Ibec have called for major investment in Bidget 2023. Photo: Towfiqu Barbhuiya

Ibec: Budget 2024 must invest in infrastructure

Budget 2024 must focus on creating greater economic capacity through both infrastructural and social investment.

The group that represents Irish business argues that delaying investment in the short term to mitigate the risk of overheating will hinder future economic expansion and negatively impact Ireland's long-term competitiveness. According to Ibec, lack of investment has led to systemic congestion in both access to physical assets like housing and infrastructure and to the ability of households to access services which should be afforded in a wealthy society.

Additionally, Ibec highlights the ongoing challenge of significant planned increases in employment costs for many businesses and urges the Government to provide an offset mechanism for companies struggling with new labour market measures.

“Budget 2024 presents a significant opportunity to invest in infrastructural capacity while concurrently strengthening social investment, ensuring the benefits of economic progress are felt by all,” said Fergal O’Brien, Executive Director of Lobbying and Influence at Ibec.

“Demand in the Irish economy, driven primarily by external factors, underscores the urgent need to enhance domestic supply capacity to alleviate significant congestion. The country's current structural challenges can be attributed to the failure to invest in absorptive capacity, including skills, housing, and infrastructure, despite significant private sector investment.”

“With unprecedented employment levels, we must also encourage higher levels of innovation and productivity while safeguarding businesses' cost base, ensuring the continued prosperity of our economy.”

Infrastructural investment

To ensure continuous investment in infrastructure regardless of economic conditions, Ibec proposes the establishment of a National Infrastructure Fund. This fund aims to address Ireland's significant social, economic, and environmental infrastructure needs over the next decade. Their proposed target is to provide an additional €30 billion for infrastructure spending by 2030.

Innovation and productivity

Ireland cannot afford to be complacent when it comes to innovation, productivity and skills. In a highly competitive global environment, it is crucial to foster, enhance, and promote high value investment.

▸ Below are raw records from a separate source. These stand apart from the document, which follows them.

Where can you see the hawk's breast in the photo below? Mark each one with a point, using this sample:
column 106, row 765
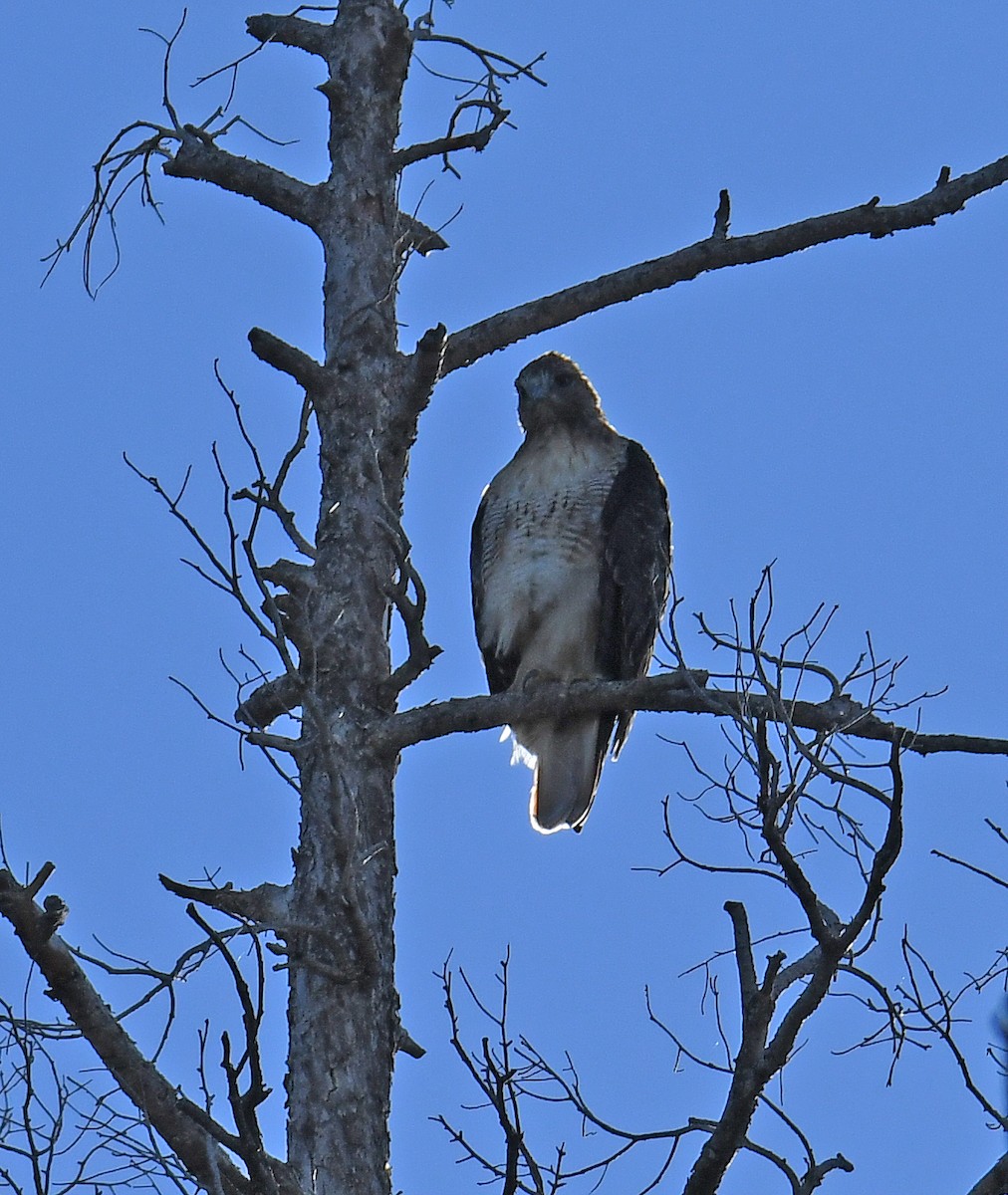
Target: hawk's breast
column 542, row 554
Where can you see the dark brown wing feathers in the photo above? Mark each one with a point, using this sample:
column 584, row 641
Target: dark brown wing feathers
column 633, row 584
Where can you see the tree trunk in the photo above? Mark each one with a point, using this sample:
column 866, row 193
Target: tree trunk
column 344, row 1009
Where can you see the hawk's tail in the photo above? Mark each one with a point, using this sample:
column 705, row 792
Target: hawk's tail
column 568, row 766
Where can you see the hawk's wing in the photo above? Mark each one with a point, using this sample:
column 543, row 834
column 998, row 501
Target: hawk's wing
column 633, row 583
column 501, row 669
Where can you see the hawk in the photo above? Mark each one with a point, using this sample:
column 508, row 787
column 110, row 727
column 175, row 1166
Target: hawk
column 570, row 563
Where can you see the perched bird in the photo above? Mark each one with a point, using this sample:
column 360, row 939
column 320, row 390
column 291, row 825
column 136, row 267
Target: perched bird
column 570, row 562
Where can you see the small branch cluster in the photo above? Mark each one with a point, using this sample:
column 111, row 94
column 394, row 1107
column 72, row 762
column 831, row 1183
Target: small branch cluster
column 482, row 99
column 186, row 150
column 798, row 801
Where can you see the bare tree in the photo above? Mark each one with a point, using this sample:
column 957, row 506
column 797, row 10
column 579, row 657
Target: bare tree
column 794, row 799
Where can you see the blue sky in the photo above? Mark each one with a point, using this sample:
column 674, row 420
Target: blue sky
column 841, row 412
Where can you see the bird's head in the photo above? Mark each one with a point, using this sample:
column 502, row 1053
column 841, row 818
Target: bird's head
column 553, row 389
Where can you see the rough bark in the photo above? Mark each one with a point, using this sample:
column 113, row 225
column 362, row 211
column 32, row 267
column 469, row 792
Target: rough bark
column 344, row 1008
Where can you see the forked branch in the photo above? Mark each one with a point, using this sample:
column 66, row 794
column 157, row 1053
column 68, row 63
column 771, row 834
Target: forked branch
column 715, row 252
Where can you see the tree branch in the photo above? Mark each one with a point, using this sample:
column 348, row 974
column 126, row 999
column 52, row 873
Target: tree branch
column 170, row 1112
column 714, row 254
column 477, row 140
column 995, row 1181
column 310, row 36
column 294, row 362
column 677, row 692
column 197, row 156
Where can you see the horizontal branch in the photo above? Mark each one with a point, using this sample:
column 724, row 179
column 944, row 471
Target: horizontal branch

This requires a focus on future-proofing the talent pipeline, particularly in areas of digital, climate action proficiency, and Industry 5.0.

As part of this drive, Budget 2024 should unlock the €1.5bn surplus of the National Training Fund (NTF) to help deliver the key skills for the 21st century. Ibec also recommends a €710m investment to boost research, innovation, and digital capacity, along with €307m in university funding and €225m to support the growth of Irish exporting businesses.

Ibec also proposes investing €650m to advance net zero carbon goals and allocating €500m from the NTF for measures promoting workforce development over the coming years.

Cost competitiveness

Budget 2024 must recognise the implications of rising employment and operating costs, as well as general inflation. Implementing measures such as providing support to counter the impact of increasing regulated employment costs, ensuring tax rates and bands are indexed, and preserving the 9% VAT rate for the experience economy are among Ibec’s recommendations to address these challenges.

Additionally, Budget 2024 must also set out a plan to ensure the introduction of a living wage does not interact with the tax and welfare system in such a way as to impact on people’s incentive to work. Further supports for those firms severely impacted by high energy costs are also required.

Social investment

To ensure meaningful social investment is delivered, Ibec is calling for a €125m budget allocation to enhance state capacity and modernise systems for improved infrastructure delivery by ensuring adequate staffing, specialisation in key regulatory and delivery bodies and invest in administrative modernisation. Additionally, Ibec recommends allocating €700m to enhance housing delivery and €200m to expand childcare accessibility.